A.B.C-Zが体を張り続ける『ABChanZOO』テレビ東京・小野裕之プロデューサーに訊く<前編>
『ABChanZOO』はテレビ東京ほかで毎週土曜日深夜1時20分に放送中

プロデューサーが語るA.B.C-Zの個性<インタビュー前編>

A.B.C-Zのメンバー全員が出演する体験型バラエティー番組『ABChanZOO』(テレビ東京)。2013年の放送開始から8年目を迎えてもなおチャレンジし続ける同番組のプロデューサーを務めるテレビ東京の小野裕之氏にインタビュー。番組、そしてA.B.C-Zのメンバーについて、さらには撮影の裏側についても訊く。


【インタビュー後編】NGナシのA.B.C-Zが新たに「地上波でできないようなことに挑戦」テレ東・小野Pに訊く

コンサートや音楽番組では見せない顔を

――2013年の放送開始から8年目を迎えました。小野さんは2019年から担当されていますが、小野さんから見たA.B.C-Zはどんなメンバーですか?

小野裕之氏(以下、小野):はっしー(橋本良亮)は、最初はツンツンしてるのかなって思ったんですけど、動物が好きで、ああ見えて優しいですね。カッコつけようとしているんですけど、実は家庭的で、優しい人柄が出ちゃう。あと、グループのリーダーとして、しっかりしなきゃっていうのがあるんじゃないかな。ロケの時には全力で取り組んでくれます。

戸塚(祥太)くんは、いわゆる芸術肌というか、絵がうまかったり本が好きだったり。ロケの中でもそういうところをなるべく出していきたいなと思っています。


塚田(僚一)くんは、見たらわかるんですけど、筋肉。身体能力が高いっていうとこですかね。河合(郁人)くんは、やっぱり気が利く。MCとして番組全体を見るのがうまいですね。河合くんは残りの4人の個性をどうやったら出せるかっていうことを常に考えていると思うんです。

五関(晃一)くんに関しては、ちょっとまだ謎なところが実は僕の中ではあるんだけど、シュールな感じのネタをすると、ハマることがけっこう多くて。
だからどっちかと言ったら、やらされている感じのほうが五関くんにはいいのかなって思います。自らやるというよりは、身を任せるっていうのが特徴かなと思います。

――音楽番組などに出演する時と、キャラクターはさほど変わらないんでしょうか。

小野:音楽番組だと基本的にカッコつけるじゃないですか。カッコつけないといけないと思いますし。この番組では、そうじゃないところがある、という部分を出してあげたいなと思っています。
普段見られない、コンサートとかではなかなか見せないメンバーそれぞれの特徴をなるべく出せていけたらと、企画も含めてそういう考え方で動いています。
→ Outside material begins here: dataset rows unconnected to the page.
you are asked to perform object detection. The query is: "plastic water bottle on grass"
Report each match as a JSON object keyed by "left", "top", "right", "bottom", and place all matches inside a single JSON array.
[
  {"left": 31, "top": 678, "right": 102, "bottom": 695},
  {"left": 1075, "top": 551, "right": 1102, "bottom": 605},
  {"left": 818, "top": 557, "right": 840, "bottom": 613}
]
毎回テーマがユニークで、バラエティに富んでいるのも『ABChanZOO』らしいところ

――番組の初回放送が2013年7月21日、今年で8年目を迎えました。番組の成長を小野さんはどのように見ていますか?

小野:僕は最初の方は関わっていないんですけど、やっぱり基本は「体を張る」。メンバーがとにかく汗かいて、苦労するなかで見つかるものというか、出来上がるものを軸に考えていて、それは今も変わっていません。

番組が始まったとき、最年少の橋本くんはまだ二十歳だったんですよね。今、橋本くんは27歳に、他のメンバーも30代になって。それでもやっぱり、いまだに体を張り続けるっていうのがいいのかな。
もう年は関係なく、とにかく昔と同じようにスタンスは変えない方向がいいなと思っています。

――以前、パルクールに挑戦していましたが(2020年3月7日OAの「移動の芸術“パルクール”をクールに決めろ!」)、まさに体を張ったチャレンジでしたね。

小野:そうですね。あれは塚田くんの持ち込み企画でした。メンバーが番組で何をやりたいのか軽く会話した上で、じゃあそれを企画にしてみようかって。

――そういう機会は多いんですか?

小野:まずは制作の会議で、こんなことをやったら面白そうだよねっていうのは考えるんですけど、「これ1回メンバーに当ててみようか」と、メンバーと一緒に考えることはありますね。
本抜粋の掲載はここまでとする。